Relationships In Recovery: Is That A Good Idea

The path to recovery from addiction has various problems. The first, obviously, is trying to kick whatever habit it was you had, and another big one involves trying to repair relationships damaged due to your addiction.

Addicts can be the nicest, most caring people at times. They are our friends, spouses and children, and we have tried to love them throughout their period of addiction. But when an addict has lied, stolen, cheated, lost his job, disrupted another’s way of life or been violent or abusive, sometimes repairing those relationships is extremely difficult. Being an addict, or ex-addict, you will find yourself constantly apologizing – even for actions you were not aware of. Some addicts may hear what they did whilst addicted and become so totally ashamed and embarrassed, their only recourse is to slip back into addiction – they can’t deal with the guilt inside themselves. The longer they have been an addict and the older they get, the worse their isolation and negative outlook on life can become.


The other side of that is one gets sick of one’s behavior after repeating it a lot. A crisis develops inside where one just doesn’t want to live in lies and manipulations.

Should you be in a relationship when in recovery? In many cases the answer is yes. The marriage vows state quite clearly “in sickness and in health” and addiction is a form of ill health. If a spouse has cared for an addict throughout the period of addiction and been a part of getting the addict some kind of counseling or help, then that relationship is something to encourage the addict, and keep him in a positive mindset. Looking forward to seeing your children again, for example, can be a serious reason to kick an addiction and progress along the road to recovery.

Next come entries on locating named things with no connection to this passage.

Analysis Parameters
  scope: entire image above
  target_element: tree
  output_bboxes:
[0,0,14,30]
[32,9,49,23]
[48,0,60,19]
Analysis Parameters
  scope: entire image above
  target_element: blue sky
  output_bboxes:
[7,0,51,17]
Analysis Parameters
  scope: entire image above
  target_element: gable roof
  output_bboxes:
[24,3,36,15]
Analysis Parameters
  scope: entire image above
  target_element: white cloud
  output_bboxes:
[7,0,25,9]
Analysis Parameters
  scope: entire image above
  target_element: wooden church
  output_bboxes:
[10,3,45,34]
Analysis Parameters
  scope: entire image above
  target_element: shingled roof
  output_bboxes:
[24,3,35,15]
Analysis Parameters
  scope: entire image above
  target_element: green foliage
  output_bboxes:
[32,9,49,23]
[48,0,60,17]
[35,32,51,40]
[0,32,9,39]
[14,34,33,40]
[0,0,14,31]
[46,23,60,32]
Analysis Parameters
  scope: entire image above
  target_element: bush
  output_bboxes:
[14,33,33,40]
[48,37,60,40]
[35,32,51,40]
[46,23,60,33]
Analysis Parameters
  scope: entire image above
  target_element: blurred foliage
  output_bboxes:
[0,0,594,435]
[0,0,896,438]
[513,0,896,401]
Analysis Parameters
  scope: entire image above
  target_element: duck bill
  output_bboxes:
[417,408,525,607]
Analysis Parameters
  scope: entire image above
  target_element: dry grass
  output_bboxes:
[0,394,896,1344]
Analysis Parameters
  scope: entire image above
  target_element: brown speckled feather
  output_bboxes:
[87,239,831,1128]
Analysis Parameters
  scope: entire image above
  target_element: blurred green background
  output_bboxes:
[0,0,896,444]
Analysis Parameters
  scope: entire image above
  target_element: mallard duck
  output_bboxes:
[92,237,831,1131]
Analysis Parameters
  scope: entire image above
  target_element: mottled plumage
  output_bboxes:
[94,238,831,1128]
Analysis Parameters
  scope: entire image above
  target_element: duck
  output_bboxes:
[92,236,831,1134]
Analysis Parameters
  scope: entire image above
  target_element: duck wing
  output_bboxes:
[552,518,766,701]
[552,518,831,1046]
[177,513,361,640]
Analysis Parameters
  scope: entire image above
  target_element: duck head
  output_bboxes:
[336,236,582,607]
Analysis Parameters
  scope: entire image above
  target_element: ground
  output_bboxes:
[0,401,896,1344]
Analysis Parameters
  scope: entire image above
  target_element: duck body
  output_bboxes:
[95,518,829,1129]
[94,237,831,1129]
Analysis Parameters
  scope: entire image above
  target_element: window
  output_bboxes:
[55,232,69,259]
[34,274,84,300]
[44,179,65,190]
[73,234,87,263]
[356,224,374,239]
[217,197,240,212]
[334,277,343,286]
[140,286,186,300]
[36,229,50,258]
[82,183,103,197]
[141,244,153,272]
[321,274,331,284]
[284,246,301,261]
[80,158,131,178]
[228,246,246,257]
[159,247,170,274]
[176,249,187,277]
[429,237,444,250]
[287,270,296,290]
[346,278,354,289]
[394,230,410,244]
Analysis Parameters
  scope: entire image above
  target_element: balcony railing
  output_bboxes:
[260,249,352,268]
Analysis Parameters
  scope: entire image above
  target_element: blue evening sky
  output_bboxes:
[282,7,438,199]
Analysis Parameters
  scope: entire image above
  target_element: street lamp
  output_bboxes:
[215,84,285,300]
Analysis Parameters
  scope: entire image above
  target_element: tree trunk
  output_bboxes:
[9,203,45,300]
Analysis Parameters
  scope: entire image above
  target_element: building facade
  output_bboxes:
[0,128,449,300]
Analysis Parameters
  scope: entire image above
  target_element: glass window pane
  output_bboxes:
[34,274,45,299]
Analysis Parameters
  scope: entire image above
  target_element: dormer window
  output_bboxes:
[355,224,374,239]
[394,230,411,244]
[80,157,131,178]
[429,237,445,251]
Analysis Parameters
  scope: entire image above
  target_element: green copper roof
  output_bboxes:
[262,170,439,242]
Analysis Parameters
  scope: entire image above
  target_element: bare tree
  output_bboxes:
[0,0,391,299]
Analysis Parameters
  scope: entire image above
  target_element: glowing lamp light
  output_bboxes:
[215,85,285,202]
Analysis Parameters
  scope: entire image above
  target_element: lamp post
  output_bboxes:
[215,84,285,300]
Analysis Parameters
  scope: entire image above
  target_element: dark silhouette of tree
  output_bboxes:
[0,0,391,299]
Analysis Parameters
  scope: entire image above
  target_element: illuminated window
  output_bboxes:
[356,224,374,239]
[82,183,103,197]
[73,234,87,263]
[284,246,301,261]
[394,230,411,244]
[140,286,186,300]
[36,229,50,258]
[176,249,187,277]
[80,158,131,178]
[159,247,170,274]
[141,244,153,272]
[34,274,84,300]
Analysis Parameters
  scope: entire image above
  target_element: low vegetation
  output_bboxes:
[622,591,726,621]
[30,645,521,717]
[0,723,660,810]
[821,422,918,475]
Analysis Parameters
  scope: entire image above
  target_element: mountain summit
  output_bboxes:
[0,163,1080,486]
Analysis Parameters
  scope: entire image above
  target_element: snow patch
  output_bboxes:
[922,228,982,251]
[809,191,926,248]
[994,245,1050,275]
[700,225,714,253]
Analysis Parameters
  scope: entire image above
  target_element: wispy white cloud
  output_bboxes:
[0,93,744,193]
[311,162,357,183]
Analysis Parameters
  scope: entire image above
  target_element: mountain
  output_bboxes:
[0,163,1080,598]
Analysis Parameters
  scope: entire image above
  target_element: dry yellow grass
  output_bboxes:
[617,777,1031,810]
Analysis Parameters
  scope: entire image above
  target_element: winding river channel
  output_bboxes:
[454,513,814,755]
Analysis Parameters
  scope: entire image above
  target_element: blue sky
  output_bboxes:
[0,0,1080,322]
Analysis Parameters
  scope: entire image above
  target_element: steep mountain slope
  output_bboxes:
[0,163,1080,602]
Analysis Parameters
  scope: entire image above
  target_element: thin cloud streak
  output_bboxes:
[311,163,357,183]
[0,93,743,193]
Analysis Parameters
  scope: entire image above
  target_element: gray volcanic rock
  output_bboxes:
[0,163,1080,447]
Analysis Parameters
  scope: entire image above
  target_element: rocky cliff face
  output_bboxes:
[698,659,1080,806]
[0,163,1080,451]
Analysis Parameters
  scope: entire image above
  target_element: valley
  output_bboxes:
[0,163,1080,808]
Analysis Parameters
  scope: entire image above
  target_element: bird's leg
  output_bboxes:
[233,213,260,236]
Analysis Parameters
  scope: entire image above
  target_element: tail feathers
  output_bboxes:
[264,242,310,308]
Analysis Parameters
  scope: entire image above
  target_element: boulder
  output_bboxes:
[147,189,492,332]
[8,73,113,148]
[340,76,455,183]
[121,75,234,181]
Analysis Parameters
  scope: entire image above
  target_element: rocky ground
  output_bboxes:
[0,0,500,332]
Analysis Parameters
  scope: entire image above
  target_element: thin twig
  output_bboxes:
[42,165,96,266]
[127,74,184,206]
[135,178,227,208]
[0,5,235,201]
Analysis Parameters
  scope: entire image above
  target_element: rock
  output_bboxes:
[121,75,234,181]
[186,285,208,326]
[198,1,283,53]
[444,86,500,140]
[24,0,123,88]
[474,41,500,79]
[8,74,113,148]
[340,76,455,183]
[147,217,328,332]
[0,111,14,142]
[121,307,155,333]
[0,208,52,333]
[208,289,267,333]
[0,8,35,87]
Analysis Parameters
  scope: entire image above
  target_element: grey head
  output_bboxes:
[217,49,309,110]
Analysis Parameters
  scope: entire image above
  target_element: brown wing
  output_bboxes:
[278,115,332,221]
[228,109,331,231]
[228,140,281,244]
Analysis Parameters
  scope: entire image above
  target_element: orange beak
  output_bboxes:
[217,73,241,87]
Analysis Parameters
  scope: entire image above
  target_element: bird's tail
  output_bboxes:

On the other hand, if all friends and relations of the addict abandon him during his recovery, it can give the recovering addict more reasons to blame himself, and have feelings of loneliness, despair and depression – this can lead one to fall into self-pity and possibly relapse.

The process of recovery must start with the addict admitting that he is an addict. Most people are aware of what happens at AA meetings. One of the largest hurdles that alcoholics face is simply saying, “Hello, my name is … and I’m an alcoholic.” But by saying those few words, it brings home the truth, and these words must be repeated often. Many advise not to jump into a relationship with another member of AA or NA. Work on yourself and talk to your sponsor. Down the road, consider a relationship once you are more healed.

If you are in a relationship with another addict then no, that relationship should end. One rule that should be applied to your life while in recovery is not to associate with anybody who was within the circle of addiction. The dealers, the enablers, the other addicts and people involved with your addiction, and the places you used to go, to should never be revisited, it will only bring temptation and that temptation will probably occur when you are depressed or feeling lonely. Remove yourself from everyone except people who love you, outside of your old bad habit. If you’re a recovering nicotine addict, don’t stand outside with the smokers. If you’re a recovering alcoholic, don’t go to the bars you frequented or drive past your favorite liquor store – find a different path home. It is similar to the way a person who is trying to diet would not bring ice cream and sweets into their home. Why set yourself up for falling into temptations?

True friends – and that should hopefully include your spouse will support you through your recovery, give you a shoulder to cry on and a hug when you need it. Love can conquer all.